# Newly diagnosed with Hashis...a couple questions



## Lachrymosa (Jul 25, 2012)

Hello all, I was recently diagnosed with Hashis after months of feeling terrible and visits to multiple doctors / ERs. I have high TPoAB but my symptoms and labwork point to hyperthyroidism, which come and go. Of late my hyper symptoms have been much more tolerable...a few months ago I was having really bad panic episodes, heart racing, insomnia...I felt all the time like I was dying. My symptoms now are slight palpitations, weight loss (have lost 20 lbs in the last 4.5 months, but I'm actually thrilled about that), hand tremors, and some nights I wake out of a sound sleep with high pulse and a feeling like I can't breathe...but overall my symptoms are less severe than they were. Have not been on any meds...only recent change is going gluten free after finding out about the possible link between gluten intolerance and thyroid disease (my sister is a diagnosed celiac and my daughter is suspected to be as well...waiting on test results).
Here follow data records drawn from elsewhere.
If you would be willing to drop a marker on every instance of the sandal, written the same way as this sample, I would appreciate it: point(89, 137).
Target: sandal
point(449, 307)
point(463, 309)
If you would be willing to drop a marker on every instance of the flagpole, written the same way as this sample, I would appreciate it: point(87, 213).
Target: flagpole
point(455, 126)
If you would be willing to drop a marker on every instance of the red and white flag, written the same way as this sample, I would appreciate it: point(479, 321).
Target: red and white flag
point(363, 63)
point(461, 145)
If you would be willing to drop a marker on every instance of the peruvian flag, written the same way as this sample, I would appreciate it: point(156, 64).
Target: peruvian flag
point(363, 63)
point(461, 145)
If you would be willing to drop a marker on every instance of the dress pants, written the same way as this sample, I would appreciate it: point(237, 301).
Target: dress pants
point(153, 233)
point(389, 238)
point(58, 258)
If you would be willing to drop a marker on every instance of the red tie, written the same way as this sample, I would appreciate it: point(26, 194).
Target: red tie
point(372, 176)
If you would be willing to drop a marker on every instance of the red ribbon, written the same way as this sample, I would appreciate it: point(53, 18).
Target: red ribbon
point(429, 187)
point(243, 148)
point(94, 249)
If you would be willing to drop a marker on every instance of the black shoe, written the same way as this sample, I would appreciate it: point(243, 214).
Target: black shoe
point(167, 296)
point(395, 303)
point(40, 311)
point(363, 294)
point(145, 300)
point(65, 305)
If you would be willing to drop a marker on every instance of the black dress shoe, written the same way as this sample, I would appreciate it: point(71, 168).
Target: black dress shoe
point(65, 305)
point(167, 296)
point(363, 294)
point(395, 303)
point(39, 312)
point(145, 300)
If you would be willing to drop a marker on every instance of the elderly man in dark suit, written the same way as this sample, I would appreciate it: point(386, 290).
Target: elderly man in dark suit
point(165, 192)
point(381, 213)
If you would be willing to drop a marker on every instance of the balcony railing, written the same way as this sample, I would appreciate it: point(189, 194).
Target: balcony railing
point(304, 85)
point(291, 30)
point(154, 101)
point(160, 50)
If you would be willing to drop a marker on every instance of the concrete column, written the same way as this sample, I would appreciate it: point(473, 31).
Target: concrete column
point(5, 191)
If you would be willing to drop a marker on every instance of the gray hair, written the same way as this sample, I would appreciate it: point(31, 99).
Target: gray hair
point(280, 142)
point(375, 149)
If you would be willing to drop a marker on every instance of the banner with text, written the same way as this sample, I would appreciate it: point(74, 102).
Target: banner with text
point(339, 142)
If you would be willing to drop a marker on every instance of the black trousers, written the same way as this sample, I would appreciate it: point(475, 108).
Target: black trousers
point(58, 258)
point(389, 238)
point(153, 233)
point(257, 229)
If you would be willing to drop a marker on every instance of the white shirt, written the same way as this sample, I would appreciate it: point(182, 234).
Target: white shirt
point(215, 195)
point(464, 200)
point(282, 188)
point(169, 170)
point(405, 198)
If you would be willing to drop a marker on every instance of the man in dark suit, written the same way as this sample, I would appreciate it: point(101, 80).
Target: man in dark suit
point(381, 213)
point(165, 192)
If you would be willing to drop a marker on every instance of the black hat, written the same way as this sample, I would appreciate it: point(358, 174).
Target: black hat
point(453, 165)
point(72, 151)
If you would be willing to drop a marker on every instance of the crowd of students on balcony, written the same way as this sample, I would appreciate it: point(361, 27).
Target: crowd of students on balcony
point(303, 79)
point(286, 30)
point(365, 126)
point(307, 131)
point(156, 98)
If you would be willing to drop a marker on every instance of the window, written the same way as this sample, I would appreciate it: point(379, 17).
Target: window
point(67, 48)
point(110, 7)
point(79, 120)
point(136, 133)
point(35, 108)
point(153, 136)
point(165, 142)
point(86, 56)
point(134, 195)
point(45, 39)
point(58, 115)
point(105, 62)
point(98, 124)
Yesterday I had a sonogram and they found a large nodule on the right side of my thyroid. The endo prescribed me 2.5 Mg of methimazole daily to try and reduce hyper symptoms and to see if it reduces or changes the nodule. She said that nodules in patients with hyper symptoms are rarely cancerous. I'm supposed to have more bloodwork done in a month and another sonogram in 6 months.

I'm really nervous that she's not concerned about checking the nodule for cancer. Am I worrying needlessly? I'm dreading having to wait 6 months since I will spend the entire time being paranoid.

Also, is it really all that bad to let oneself go untreated with my mild symptoms? She told me I need to wean my daughter off nursing to take the methimazole (after reading me the riot act for still nursing her at 14 months...which was offensive and frankly none of her business). She said if I opt not to take the med my only other treatment option is surgery...?! Frankly I find my current bouts of hyper symptoms tolerable.

Any insight is much appreciated!


----------



## lainey (Aug 26, 2010)

> Yesterday I had a sonogram and they found a large nodule on the right side of my thyroid.


How large? Anything over 1 cm should be biopsied.


> She said that nodules in patients with hyper symptoms are rarely cancerous.


 Not true, and the only way to tell is with a biopsy.



> The endo prescribed me 2.5 Mg of methimazole daily to try and reduce hyper symptoms and to see if it reduces or changes the nodule.


It is not my experience that medication for hyperthyroidism will impact a nodule. If the nodule is hyper functioning, surgery is the solution. The way to tell this is with a radioactive uptake scan. Given that you are still nursing, that test may not be possible--but, it would not only classify the nodule, but also rule out thyroiditis. Did the doctor even suggest this?



> I was recently diagnosed with Hashis....I have high TPoAB but my symptoms and labwork point to hyperthyroidism, which come and go.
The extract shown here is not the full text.